Côté Saint-Denis, à la "halte", l'Armée du Salut accueille de 9h à 19h les migrants. "On lave les habits des personnes, qui viennent prendre une douche, charger leurs téléphones" nous montre Mustapha, bénévole, en charge du coin buanderie. C'est ici aussi que les associations tiennent des permanences et qu'Afsra Khan suit des cours de français. Le lieu, ouvert fin mai par la ville de Paris et la mairie de Saint-Denis, accueille 500 à 800 personnes chaque jour. Initialement prévu pour durer trois mois, l'accueil a été prolongé au moins jusqu'en mars 2020.
De l'autre côté du périphérique, boulevard Ney, à Paris, l'Armée du Salut distribue aussi 500 à 600 petits-déjeuners chaque matin depuis début janvier. L'association Utopia 56 s'y trouve aussi pour apporter une assistance juridique aux migrants. Et selon elle, le nombre de migrants augmente régulièrement depuis quelques mois, avec une durée de présence à la rue en inflation. "Les gens sont de plus en plus longtemps à la rue : avant on les voyait deux semaines, un mois, maintenant on les connaît depuis quatre mois, cinq mois ou six mois" raconte Julie Lavayssière, la coordinatrice parisienne de l'association.

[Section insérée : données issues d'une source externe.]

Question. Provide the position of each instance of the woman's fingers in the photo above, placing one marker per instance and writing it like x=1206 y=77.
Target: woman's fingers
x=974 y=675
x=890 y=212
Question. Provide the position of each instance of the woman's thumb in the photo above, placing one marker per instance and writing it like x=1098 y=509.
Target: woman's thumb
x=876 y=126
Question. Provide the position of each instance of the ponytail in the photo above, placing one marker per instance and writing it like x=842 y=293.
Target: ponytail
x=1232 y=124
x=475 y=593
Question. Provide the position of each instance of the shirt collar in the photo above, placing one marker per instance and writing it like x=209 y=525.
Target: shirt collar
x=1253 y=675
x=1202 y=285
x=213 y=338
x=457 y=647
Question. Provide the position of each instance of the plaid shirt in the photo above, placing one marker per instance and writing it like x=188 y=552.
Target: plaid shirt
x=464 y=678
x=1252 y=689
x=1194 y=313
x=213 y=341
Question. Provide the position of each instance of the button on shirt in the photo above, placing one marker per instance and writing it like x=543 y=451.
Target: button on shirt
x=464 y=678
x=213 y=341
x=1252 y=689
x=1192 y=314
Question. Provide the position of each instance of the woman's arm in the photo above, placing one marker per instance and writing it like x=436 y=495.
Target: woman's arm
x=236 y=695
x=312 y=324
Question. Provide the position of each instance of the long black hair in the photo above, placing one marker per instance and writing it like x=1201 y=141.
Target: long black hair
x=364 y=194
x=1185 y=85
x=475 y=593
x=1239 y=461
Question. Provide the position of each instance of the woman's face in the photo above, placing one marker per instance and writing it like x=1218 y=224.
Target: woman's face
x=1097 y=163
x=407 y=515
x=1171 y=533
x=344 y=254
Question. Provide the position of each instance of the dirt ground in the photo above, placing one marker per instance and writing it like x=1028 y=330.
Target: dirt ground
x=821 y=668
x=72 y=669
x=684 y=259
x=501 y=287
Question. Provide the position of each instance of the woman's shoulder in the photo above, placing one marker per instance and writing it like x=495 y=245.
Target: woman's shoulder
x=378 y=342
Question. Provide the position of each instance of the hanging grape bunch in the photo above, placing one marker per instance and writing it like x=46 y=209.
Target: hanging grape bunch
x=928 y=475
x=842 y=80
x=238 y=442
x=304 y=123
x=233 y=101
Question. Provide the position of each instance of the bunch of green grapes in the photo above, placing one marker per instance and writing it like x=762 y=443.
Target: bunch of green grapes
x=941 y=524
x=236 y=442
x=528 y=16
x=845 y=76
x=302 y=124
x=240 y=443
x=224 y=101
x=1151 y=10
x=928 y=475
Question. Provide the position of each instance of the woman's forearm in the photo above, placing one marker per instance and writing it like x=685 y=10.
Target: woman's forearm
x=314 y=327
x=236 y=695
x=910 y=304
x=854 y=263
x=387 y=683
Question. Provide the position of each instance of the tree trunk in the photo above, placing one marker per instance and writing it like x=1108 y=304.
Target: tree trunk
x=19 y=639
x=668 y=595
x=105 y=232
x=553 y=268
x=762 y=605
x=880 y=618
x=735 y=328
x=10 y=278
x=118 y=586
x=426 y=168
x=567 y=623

Outre la pluie, les rats, qui l'empêchent de dormir, Mohammed, 20 ans, Afghan, décrit un quotidien fait "de violences, de bagarres", aux côtés de "gens qui fument beaucoup, qui prennent de la drogue". Depuis un mois, il sollicite tous les jours un rendez-vous pour déposer sa demande d'asile. "J'appelle deux à trois heures, chaque jour" raconte le jeune homme : "Je me sens très mal, c'est très difficile, j'aimerais aller à l'école et apprendre le français, avoir une maison pour moi".

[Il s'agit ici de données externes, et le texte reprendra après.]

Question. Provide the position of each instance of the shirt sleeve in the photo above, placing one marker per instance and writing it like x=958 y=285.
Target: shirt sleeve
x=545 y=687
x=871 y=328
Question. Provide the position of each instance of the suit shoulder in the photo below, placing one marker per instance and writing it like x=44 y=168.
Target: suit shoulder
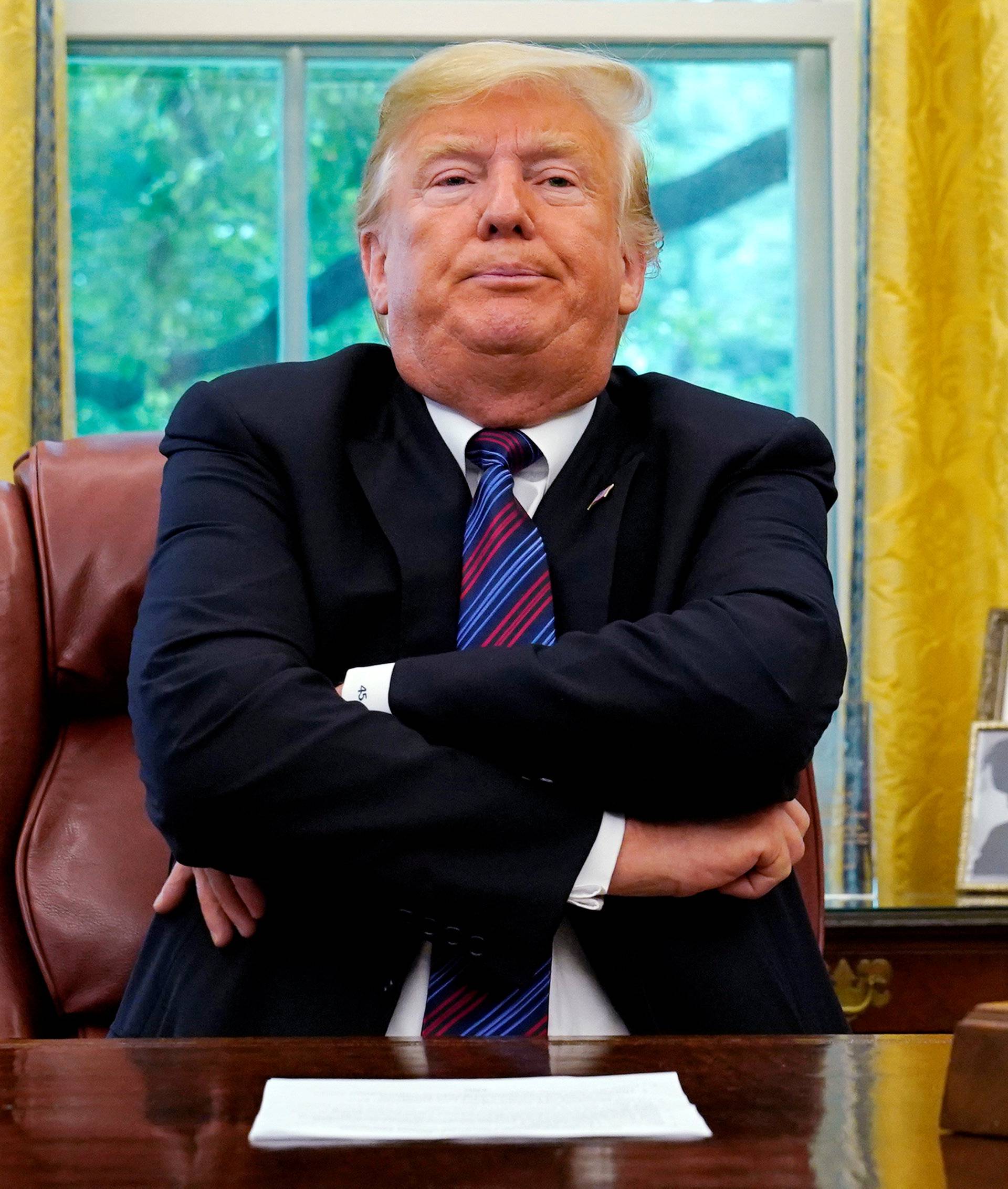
x=717 y=424
x=274 y=400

"C'est une situation jamais vue par la concentration du nombre de personnes, leur nombre et leur durée de présence à la rue" confirme Pierre Henry, qui pointe également le manque d'hébergements dédiés : "Depuis le 1er janvier, le dispositif de premier accueil a enregistré 19 000 demandes, qui n'ont débouché que sur 130 hébergements". Selon lui, 150 000 personnes ont obtenu le statut de réfugié depuis 2016 et peuvent donc faire venir leur famille, soit "200 000 personnes à prendre en charge" et seules 20 000 places d'hébergement leur sont dédiés.
La conséquence est un phénomène nouveau à gérer pour les associations : selon elles, 10 à 15% des personnes à la rue qui peuplent ces campements sont des réfugiés statutaires. "Il y a un ou deux ans, avant cet été, on n'avait jamais vu des réfugiés statutaires à la rue" note Julie Lavayssière. Selon elle, "la situation s'empire depuis au moins deux ans", en raison de "la volonté de l'État de restreindre les politiques d'accueil et de ne pas ouvrir de centres d'hébergement".
"Beaucoup de gens n'ont pas de couverture, il fait froid" témoigne Afsra Khan. "On s'attend à ne pas avoir assez de stocks de tentes et de couvertures" confirme Julie Lavayssière, qui craint que l'hiver fasse "des morts, et beaucoup plus que les années précédentes".